Kemenangan Hukum Arc’teryx: Pengadilan Niaga Batalkan Pendaftaran Merek Pihak Ketiga di Indonesia

Oleh : Hariyanto | Minggu, 29 Maret 2026 - 15:12 WIB

INDUSTRY.co.id - JAKARTA – Perusahaan desain global asal Kanada, Arc’teryx Equipment, berhasil mencatat kemenangan penting dalam upaya perlindungan kekayaan intelektual mereka di Indonesia. Pengadilan Niaga baru saja mengabulkan gugatan pembatalan merek kedua yang diajukan oleh divisi dari Amer Sports Canada Inc. tersebut terkait penggunaan logo Arc’teryx yang didaftarkan oleh sebuah perusahaan asal Tiongkok tanpa izin resmi.

​Dalam amar putusannya yang dibacakan pada akhir Februari 2026, Majelis Hakim secara tegas memberikan landasan hukum yang kuat bagi sang pemilik merek asli. Hakim menyatakan bahwa Arc’teryx merupakan merek terkenal dan menilai terdapat persamaan yang signifikan antara merek yang didaftarkan perusahaan asal Tiongkok tersebut dengan milik Arc’teryx. Lebih jauh lagi, pengadilan menyatakan bahwa pendaftaran oleh pihak ketiga tersebut didasari oleh iktikad tidak baik.

​Putusan terbaru ini menandai kemajuan signifikan bagi Arc’teryx dibandingkan dengan upaya hukum sebelumnya. Jika pada akhir Desember 2025 gugatan pembatalan pertama sempat ditolak dan kini masih dalam proses kasasi di Mahkamah Agung, putusan kedua ini memberikan penilaian yang jauh lebih substantif terhadap pokok perkara. Hal ini dianggap sebagai angin segar bagi kepastian hukum perlindungan merek internasional di pasar domestik.

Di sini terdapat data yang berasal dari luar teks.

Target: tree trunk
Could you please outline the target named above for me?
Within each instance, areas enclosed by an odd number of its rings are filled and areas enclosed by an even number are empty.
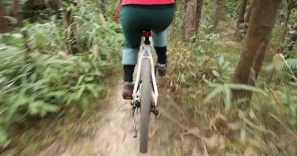
[[[266,49],[276,17],[278,0],[255,0],[251,15],[250,27],[242,54],[237,64],[233,81],[254,85],[262,66]],[[233,91],[234,98],[252,98],[252,93]]]
[[[17,26],[19,28],[23,27],[22,9],[20,5],[19,0],[13,0],[13,14],[15,18],[18,20]]]
[[[188,8],[188,3],[189,1],[191,0],[184,0],[184,5],[183,6],[183,8],[184,10],[184,13],[187,13],[187,8]]]
[[[286,19],[285,20],[285,22],[284,23],[284,25],[282,27],[282,33],[280,41],[281,45],[279,50],[278,51],[278,53],[282,53],[285,46],[285,39],[286,38],[286,35],[287,35],[287,31],[288,30],[288,23],[289,23],[290,16],[291,15],[292,10],[294,7],[293,3],[294,1],[293,1],[293,0],[291,0],[290,2],[288,3],[287,6],[286,6],[287,7],[287,13],[286,14]]]
[[[236,30],[235,31],[235,36],[237,39],[239,39],[239,33],[240,31],[240,24],[244,22],[244,15],[245,14],[245,9],[247,7],[247,0],[242,0],[240,4],[240,8],[238,16],[237,17],[237,20],[236,24]]]
[[[188,0],[187,14],[185,20],[185,38],[189,39],[198,31],[203,0]]]
[[[71,17],[72,9],[71,8],[71,4],[72,3],[72,0],[63,0],[65,1],[67,6],[64,3],[62,3],[62,5],[64,5],[63,8],[68,8],[68,9],[64,9],[64,20],[66,25],[67,26],[67,32],[66,34],[66,42],[67,44],[67,49],[68,51],[68,55],[75,54],[76,49],[74,46],[76,44],[75,39],[74,39],[74,21],[73,19]]]
[[[224,9],[224,0],[216,0],[216,9],[213,20],[213,29],[217,28],[219,21],[222,18],[223,10]]]
[[[105,13],[105,0],[100,0],[99,1],[99,8],[102,14]]]
[[[4,18],[6,14],[6,5],[5,2],[0,0],[0,33],[5,33],[8,31],[8,21]]]
[[[197,0],[196,7],[196,20],[195,20],[195,33],[198,32],[199,26],[201,19],[201,13],[202,12],[202,6],[203,6],[203,0]]]
[[[293,49],[294,45],[296,43],[296,40],[297,40],[297,23],[295,24],[293,29],[295,31],[295,33],[291,35],[290,39],[289,40],[289,46],[288,47],[288,56],[290,56],[290,52]]]
[[[253,9],[253,6],[254,5],[255,0],[250,0],[250,6],[249,6],[249,8],[248,9],[248,11],[247,12],[247,15],[245,17],[245,22],[247,23],[250,22],[251,14],[252,13],[252,10]]]
[[[187,7],[187,14],[185,19],[185,38],[189,39],[195,34],[196,28],[196,0],[189,0]]]

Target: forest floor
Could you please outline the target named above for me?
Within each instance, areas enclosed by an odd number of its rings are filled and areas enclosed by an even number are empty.
[[[118,82],[113,89],[108,102],[98,113],[98,122],[94,125],[92,130],[87,135],[78,137],[71,143],[55,141],[47,149],[37,155],[42,156],[170,156],[176,147],[173,142],[163,139],[163,136],[168,129],[165,129],[166,117],[163,116],[159,120],[151,117],[149,132],[148,152],[141,154],[139,152],[140,114],[136,115],[136,124],[138,136],[134,138],[133,123],[130,116],[131,106],[129,101],[125,100],[121,96],[121,81]],[[161,89],[161,92],[164,89]],[[168,98],[170,99],[168,100]],[[172,102],[169,96],[161,95],[162,104]],[[167,98],[167,99],[165,99]],[[165,103],[165,101],[168,101]],[[162,107],[162,105],[160,106]],[[162,109],[162,108],[161,108]],[[139,113],[139,112],[138,112]],[[162,116],[161,116],[162,117]],[[160,121],[160,122],[159,122]],[[85,127],[87,129],[87,127]],[[200,148],[202,149],[203,148]],[[195,151],[195,154],[198,152]],[[203,151],[199,152],[202,154]],[[207,155],[201,155],[207,156]]]

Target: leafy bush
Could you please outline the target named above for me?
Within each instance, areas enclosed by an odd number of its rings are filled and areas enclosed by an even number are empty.
[[[28,117],[44,117],[78,105],[88,109],[103,97],[116,69],[122,40],[118,26],[102,23],[89,1],[74,9],[79,47],[67,56],[62,20],[26,23],[22,30],[0,36],[0,145],[9,144],[10,126]],[[28,33],[30,51],[23,49],[21,31]],[[94,48],[97,47],[97,48]]]

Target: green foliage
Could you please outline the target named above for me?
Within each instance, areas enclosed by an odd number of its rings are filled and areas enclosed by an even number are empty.
[[[109,86],[123,37],[119,27],[103,26],[95,6],[87,0],[74,9],[79,54],[68,56],[65,26],[55,17],[26,23],[30,51],[23,50],[20,30],[0,36],[0,145],[9,143],[10,126],[29,117],[43,117],[77,105],[87,111]],[[98,51],[93,47],[98,45]]]
[[[228,111],[230,110],[232,106],[232,90],[241,90],[253,92],[258,92],[264,96],[267,97],[268,94],[262,90],[256,87],[244,84],[238,84],[233,83],[210,83],[211,87],[214,87],[213,89],[205,98],[204,102],[209,102],[212,98],[216,96],[218,94],[224,92],[225,95],[225,110]],[[239,99],[235,103],[239,104],[244,101],[244,99]]]

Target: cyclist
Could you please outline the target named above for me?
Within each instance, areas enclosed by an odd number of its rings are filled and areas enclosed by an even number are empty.
[[[124,84],[123,97],[131,97],[133,92],[133,74],[137,61],[144,27],[152,31],[154,47],[158,57],[157,70],[166,75],[167,63],[166,30],[174,16],[175,0],[123,0],[120,13],[125,43],[122,50]]]

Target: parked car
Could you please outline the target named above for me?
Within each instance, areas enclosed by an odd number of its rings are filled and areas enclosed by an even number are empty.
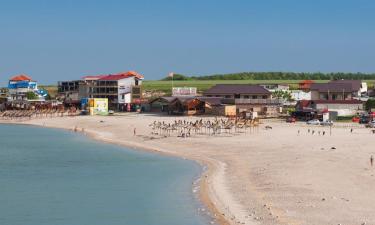
[[[333,126],[333,121],[332,120],[326,120],[320,123],[322,126]]]
[[[309,120],[309,121],[307,121],[307,124],[309,124],[309,125],[320,125],[320,121],[318,119]]]

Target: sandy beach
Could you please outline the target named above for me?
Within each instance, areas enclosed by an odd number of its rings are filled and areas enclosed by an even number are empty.
[[[269,120],[247,133],[151,134],[153,121],[175,119],[197,118],[124,114],[13,122],[77,127],[98,140],[207,165],[201,199],[220,224],[375,224],[375,167],[370,166],[375,135],[370,129],[353,124],[350,132],[349,124],[335,124],[330,135],[328,127]]]

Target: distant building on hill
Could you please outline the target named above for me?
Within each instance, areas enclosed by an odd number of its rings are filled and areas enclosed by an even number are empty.
[[[298,83],[298,89],[303,91],[309,91],[312,84],[315,82],[312,80],[304,80]]]
[[[20,74],[13,76],[8,82],[8,101],[44,101],[47,92],[38,89],[38,83],[31,77]]]
[[[289,91],[288,84],[259,84],[270,92],[275,91]]]

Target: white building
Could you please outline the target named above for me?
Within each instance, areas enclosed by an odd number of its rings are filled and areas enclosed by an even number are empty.
[[[35,99],[28,99],[29,93],[35,96]],[[47,92],[38,89],[38,84],[31,77],[20,74],[9,79],[8,83],[8,101],[28,101],[38,100],[44,101]]]

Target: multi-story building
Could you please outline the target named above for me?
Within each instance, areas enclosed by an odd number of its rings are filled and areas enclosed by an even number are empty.
[[[218,84],[204,92],[204,96],[223,98],[222,103],[235,105],[237,113],[276,116],[281,110],[281,101],[272,99],[272,93],[260,85]]]
[[[59,82],[59,96],[66,103],[80,102],[82,98],[107,98],[110,109],[125,111],[140,104],[143,79],[135,71],[85,76],[78,81]]]
[[[21,74],[9,79],[8,83],[8,101],[43,101],[47,92],[38,89],[38,84],[31,77]],[[30,96],[33,99],[29,99]]]
[[[337,116],[351,116],[363,110],[359,100],[367,86],[359,80],[335,80],[328,83],[311,84],[311,100],[300,101],[297,111],[323,111],[336,113]]]

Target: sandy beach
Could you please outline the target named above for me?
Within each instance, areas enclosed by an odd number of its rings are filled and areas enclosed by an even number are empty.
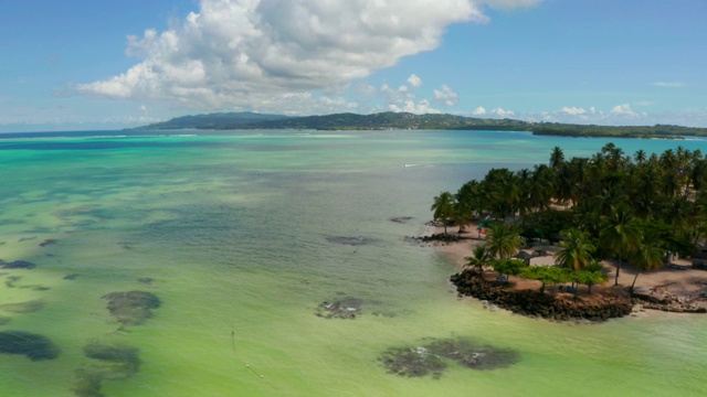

​Menanggapi hasil positif tersebut, Cameron Clark selaku Vice President of Legal Arc’teryx menyampaikan apresiasi mendalam terhadap sistem peradilan di Indonesia. Menurutnya, hasil ini merupakan bentuk pengakuan yang jelas atas hak perusahaan sebagai pemilik sah.

“Kami menyambut baik putusan ini sebagai bentuk pengakuan yang jelas atas hak Arc’teryx sebagai pemilik asli merek. Hasil saat ini menegaskan pentingnya perlindungan terhadap merek terkenal dari pendaftaran dengan iktikad tidak baik oleh pihak ketiga, serta mencerminkan penilaian yang adil dan menyeluruh oleh pengadilan. Kami berkomitmen untuk terus melindungi kekayaan intelektual kami sekaligus mendukung terciptanya iklim usaha yang positif di Indonesia,” ujar Clark.

​Ke depannya, pihak Arc’teryx berharap konsistensi hukum ini tetap terjaga dalam setiap proses yang sedang berjalan, baik dalam tahap kasasi di Mahkamah Agung maupun dalam menghadapi pendaftaran tanpa izin lainnya. Keberhasilan gugatan ini diharapkan tidak hanya melindungi integritas produk Arc’teryx, tetapi juga menjadi rujukan hukum yang kuat bagi perkara serupa demi menjaga ekosistem bisnis yang sehat dan kompetitif di Indonesia.